Universities May Put Fee Hikes on Backburner

DUBAI - Some UAE universities plan to keep fee hikes on hold, and may even cut fees, while others are considering financial help for students struggling because of the economic slowdown.

By Preeti Kannan

Published: Tue 17 Feb 2009, 1:55 AM

Last updated: Sun 5 Apr 2015, 7:53 PM

Some institutions anticipate fewer enrolments and increased withdrawals in the new academic year that begins in June. Already, a few students have asked for transfer certificates to return to their home countries.

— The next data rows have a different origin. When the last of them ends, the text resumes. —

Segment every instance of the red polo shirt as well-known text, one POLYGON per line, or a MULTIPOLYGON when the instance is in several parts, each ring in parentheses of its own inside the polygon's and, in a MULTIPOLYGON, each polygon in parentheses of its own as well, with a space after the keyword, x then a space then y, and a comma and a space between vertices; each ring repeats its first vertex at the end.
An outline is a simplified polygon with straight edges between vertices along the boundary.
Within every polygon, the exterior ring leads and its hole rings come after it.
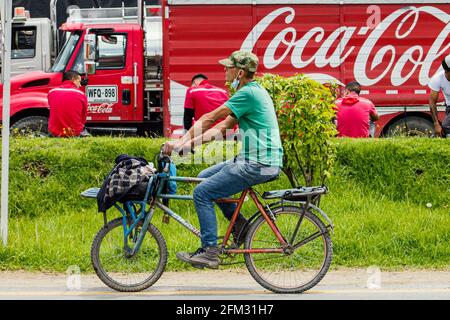
POLYGON ((187 90, 184 107, 194 109, 194 120, 198 120, 202 115, 217 109, 227 100, 226 90, 213 86, 208 80, 203 80, 199 86, 187 90))
POLYGON ((377 115, 373 103, 352 92, 336 101, 338 137, 368 138, 370 115, 377 115))
POLYGON ((87 116, 87 98, 72 81, 48 93, 50 118, 48 130, 55 137, 79 136, 84 129, 87 116))

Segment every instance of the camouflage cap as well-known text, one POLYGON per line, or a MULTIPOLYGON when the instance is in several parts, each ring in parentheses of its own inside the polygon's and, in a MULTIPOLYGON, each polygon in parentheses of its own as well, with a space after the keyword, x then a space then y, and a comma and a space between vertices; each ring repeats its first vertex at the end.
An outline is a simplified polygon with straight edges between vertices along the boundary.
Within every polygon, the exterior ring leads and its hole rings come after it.
POLYGON ((219 63, 229 68, 237 67, 249 72, 256 72, 259 60, 258 57, 251 52, 234 51, 231 56, 227 59, 220 60, 219 63))

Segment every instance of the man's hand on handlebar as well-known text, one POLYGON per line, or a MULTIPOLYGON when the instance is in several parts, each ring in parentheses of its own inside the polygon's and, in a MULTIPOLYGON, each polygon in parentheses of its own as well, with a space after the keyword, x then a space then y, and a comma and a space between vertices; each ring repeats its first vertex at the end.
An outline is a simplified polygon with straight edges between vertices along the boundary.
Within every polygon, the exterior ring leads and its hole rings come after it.
POLYGON ((178 153, 179 156, 185 156, 189 152, 194 153, 194 150, 191 146, 186 144, 182 145, 178 141, 167 141, 163 146, 163 153, 170 156, 172 152, 178 153))
POLYGON ((181 147, 182 146, 179 144, 178 141, 167 141, 166 143, 164 143, 162 151, 165 155, 170 156, 172 155, 172 151, 175 151, 177 153, 180 152, 181 147))

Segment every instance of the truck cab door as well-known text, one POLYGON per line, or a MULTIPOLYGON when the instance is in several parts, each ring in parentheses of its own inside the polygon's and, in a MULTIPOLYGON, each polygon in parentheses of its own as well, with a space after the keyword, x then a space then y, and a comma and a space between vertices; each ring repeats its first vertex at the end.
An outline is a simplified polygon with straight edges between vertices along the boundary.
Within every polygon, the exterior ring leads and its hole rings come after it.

“Normally, we stagger fees over long periods of time. This time we will keep the economic situation in mind and will look at making payments even more flexible by offering more instalments,’’ said Professor Raed Awamleh, director of Middlesex University Dubai. “We have to act responsibly at these times.

“Education is a bit more resilient. However, we are watching the situation closely. It is possible that things will be challenging in the following months,” he added.

Skyline University College has put fee increases on the backburner until the situation shows signs of improvement. “We were supposed to hike fees for the next academic year. But, we have put on hold the increase,” said Nitin Anand, head of academic support services at the college.

The management is also anticipating more withdrawals at the end of this semester. “Usually, our withdrawal numbers are confined to one per cent. But this year, we expect larger withdrawals from the expatriate community and also foresee our enrolments to dip during the new academic year due to the recession. We are waiting for the Central Board of Secondary Examinations to end to get a clear picture on the enrolment numbers,” he said, adding that there is a lot of uncertainty over admission figures.

Anand pointed out that the university had already planned its financial budget to absorb any decrease in numbers.

At least two students have already cited recession as the reason for withdrawing from Indian engineering college Bits-Pilani, Dubai, in early February. Though the management does not expect any significant withdrawals, it is prepared to offer financial assistance to students in exceptional circumstances.

The college is even planning a 20 to 25 per cent increase in its fees, which it says is nominal. “The increase being planned is reasonable and we will keep the financial situation in mind,” said Dr M. Ramachandran, director of the college.

He predicts a slight increase in students seeking financial assistance given the global situation this year.

On the contrary, officials of Manipal University Dubai are closely monitoring the situation and are prepared for fee cuts if necessary. They are also determined to adopt a conservative approach to spending.

“If fee reduction is necessary and will benefit the community at large, we are open to it. We plan to be austere and frugal in our expenses as it would be imprudent to spend at the same pace during an economic slowdown,” said B. Ramjee, director of Manipal University Dubai.

Raymi van der Spek, vice-president at the University of Wollongong in Dubai, forecasts an “accelerated demise” of smaller and marginal colleges in the country in the months to come due to increased pressure from home campuses to churn out larger revenues.